The sound of the explosion reached her, a dull thud that echoed and re-echoed through the forest; she blinked, and when her eyes were open again the monster was falling down through the air, covering the spaceship and the wizard in a lumpy black shroud.

Amy blinked again.

The wizard-that was Valadrakul.

The other wizard, Elani, was dead; with a shock, Amy realized that she still had Elani’s blood on her, in her hair and on her borrowed T-shirt, smeared down her right arm and across the back of her hand.

Elani, the wizard who had agreed to send them home to Earth, was dead.

And Valadrakul, buried under the dying monster, was the only other wizard in the group.

“No!” Amy shrieked. “No, no, no!” Her feet seemed to move of their own accord, and she found herself running back toward the clearing, the ship, and the monster just as desperately as she had fled a moment before.

* * * *

Upon first spotting the hellbeast above, Raven had known instantly that this gigantic manifestation of Shadow’s malice could only be fought with magic; his makeshift club could be of no effect against a beast the size of a castle.

This was Valadrakul’s fight, then. Elani was fallen, and her skills had never lain in the area of combat, in any case.

“An I can serve,” Raven called, “you need but speak!”

Valadrakul ignored him-and quite rightly.

A woman screamed, and Raven heard running feet. For his own part, he bethought him that a cautious retreat might be advised, lest he be struck down by the monster’s struggles, all unintended. He began pacing slowly back, away from the wizard and the arena.

The first spell was launched, to no effect, but that troubled Raven not a whit; Valadrakul was but trying out his foe, using against it the spell that had sufficed to destroy the lesser beasts. Raven had seen wizards do the same upon many a previous occasion.

Debris was falling freely now, leaves and branches; Raven retreated farther. He judged that the monster was free of obstructions, and stared upward, trying to determine why it did not fall, in all its fury, upon those below.

Men were shouting-undoubtedly the odious Dibbs and his underlings, but Raven spared no glance for such as they.

The beast, he could see, was gripping the great trees with its claws, holding itself aloft as it studied what lay below. It could see the sky-ship, but surely knew not what it might be. Likewise could it see Valadrakul; did it know him for what he was? If so, it might strike him down before another spell could be cast.

Raven hesitated. Valadrakul was too intrigued in his magicks to move of his own choice; should one then try to pull him thence, out from beneath his foe, ere disaster might arrive? An it might disrupt a casting, yet would it save the wizard to fight again.

Ere he could decide, another spell went up-no mere bolt like the last, but a torrent of glowing force, orange and gray, smoke and fire bound into one. It leapt up from the wizard’s hands and into the beast’s gaping maw.

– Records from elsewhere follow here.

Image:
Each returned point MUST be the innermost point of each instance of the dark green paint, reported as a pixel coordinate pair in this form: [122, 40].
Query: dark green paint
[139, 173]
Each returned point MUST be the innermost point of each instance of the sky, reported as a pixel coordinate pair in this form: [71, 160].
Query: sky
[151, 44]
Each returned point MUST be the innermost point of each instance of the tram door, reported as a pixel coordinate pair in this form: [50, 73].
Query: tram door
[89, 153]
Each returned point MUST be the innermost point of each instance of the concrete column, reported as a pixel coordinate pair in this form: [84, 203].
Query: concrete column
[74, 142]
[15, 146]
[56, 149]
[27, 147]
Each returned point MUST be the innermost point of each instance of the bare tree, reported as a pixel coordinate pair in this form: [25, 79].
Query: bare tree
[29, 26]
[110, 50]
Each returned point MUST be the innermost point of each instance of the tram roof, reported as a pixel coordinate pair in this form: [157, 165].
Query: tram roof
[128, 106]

The thing, in anticipation of the attack, had released its hold upon the trees, had drawn in its claws and begun to fold its great wings.

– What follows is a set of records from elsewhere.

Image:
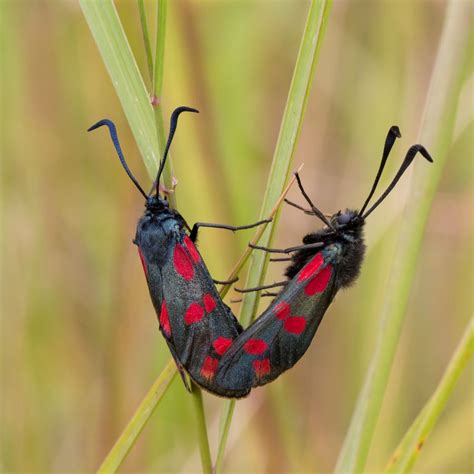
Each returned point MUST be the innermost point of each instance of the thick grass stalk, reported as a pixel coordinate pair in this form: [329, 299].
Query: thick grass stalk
[436, 134]
[146, 38]
[313, 34]
[147, 127]
[135, 426]
[410, 446]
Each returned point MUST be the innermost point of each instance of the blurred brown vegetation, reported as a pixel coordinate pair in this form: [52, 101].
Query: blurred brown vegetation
[80, 343]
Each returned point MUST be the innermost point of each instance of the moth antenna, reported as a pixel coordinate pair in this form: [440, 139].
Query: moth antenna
[406, 163]
[173, 125]
[315, 210]
[113, 135]
[392, 135]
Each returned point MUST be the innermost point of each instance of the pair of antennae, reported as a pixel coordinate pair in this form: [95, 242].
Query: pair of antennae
[392, 135]
[118, 148]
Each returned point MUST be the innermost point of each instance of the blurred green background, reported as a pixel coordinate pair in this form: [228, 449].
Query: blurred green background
[80, 341]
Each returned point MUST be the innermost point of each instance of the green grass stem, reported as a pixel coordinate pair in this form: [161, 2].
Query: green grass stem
[436, 134]
[127, 439]
[410, 446]
[298, 94]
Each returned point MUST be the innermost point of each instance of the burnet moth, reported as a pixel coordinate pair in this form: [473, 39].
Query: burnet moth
[328, 260]
[194, 321]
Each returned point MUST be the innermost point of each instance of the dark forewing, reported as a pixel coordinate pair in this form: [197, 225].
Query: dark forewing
[197, 325]
[283, 333]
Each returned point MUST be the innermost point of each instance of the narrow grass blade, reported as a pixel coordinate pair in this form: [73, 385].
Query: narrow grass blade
[316, 22]
[127, 439]
[203, 439]
[110, 38]
[146, 38]
[409, 448]
[148, 130]
[245, 256]
[436, 134]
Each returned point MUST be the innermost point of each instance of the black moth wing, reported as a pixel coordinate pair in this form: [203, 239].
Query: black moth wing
[196, 324]
[283, 333]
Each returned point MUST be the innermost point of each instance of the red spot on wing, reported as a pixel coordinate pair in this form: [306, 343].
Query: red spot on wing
[182, 262]
[311, 268]
[209, 367]
[255, 346]
[295, 324]
[209, 303]
[194, 313]
[192, 249]
[142, 258]
[319, 283]
[282, 310]
[164, 320]
[221, 344]
[261, 367]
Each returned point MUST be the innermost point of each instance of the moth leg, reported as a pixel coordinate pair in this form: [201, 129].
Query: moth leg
[225, 282]
[195, 229]
[263, 287]
[301, 208]
[315, 210]
[315, 245]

And then all happened with such speed that Raven could not follow. Valadrakul’s fire caught at the inside of the monster’s throat, and its head seemed to be burnt out from within, the glow of the flames visible for an instant through its crystalline eyes; smoke and fire billowed forth, obscuring all; and the creature fell.

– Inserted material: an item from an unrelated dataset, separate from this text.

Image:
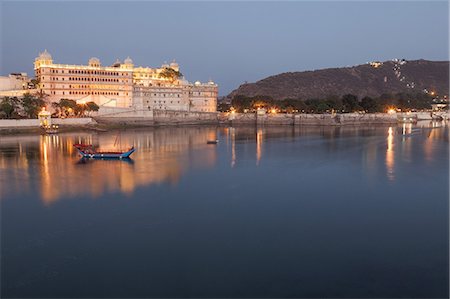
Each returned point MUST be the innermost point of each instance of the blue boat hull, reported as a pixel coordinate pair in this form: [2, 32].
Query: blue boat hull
[107, 155]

Sound and wind forced Raven back; he flung up his arms to protect his face, and thus did not see the actual impact. The rush of air knocked him back against a tree; his head struck hard against the wood, and for a moment his thoughts were scattered.

When he could see again, and understand what he saw, the spaceship was gone from his sight. The clearing, too, was gone. Valadrakul was gone, and Colonel Carson’s remains, and poor Elani’s. The demented Earthman, Ted Deranian, had vanished as well.

And in the place of all of them was only a great black heap.

It needed a moment ere Raven understood that that heap was the remains of the fallen bat creature.

And that Ted Deranian and Valadrakul lay somewhere beneath it.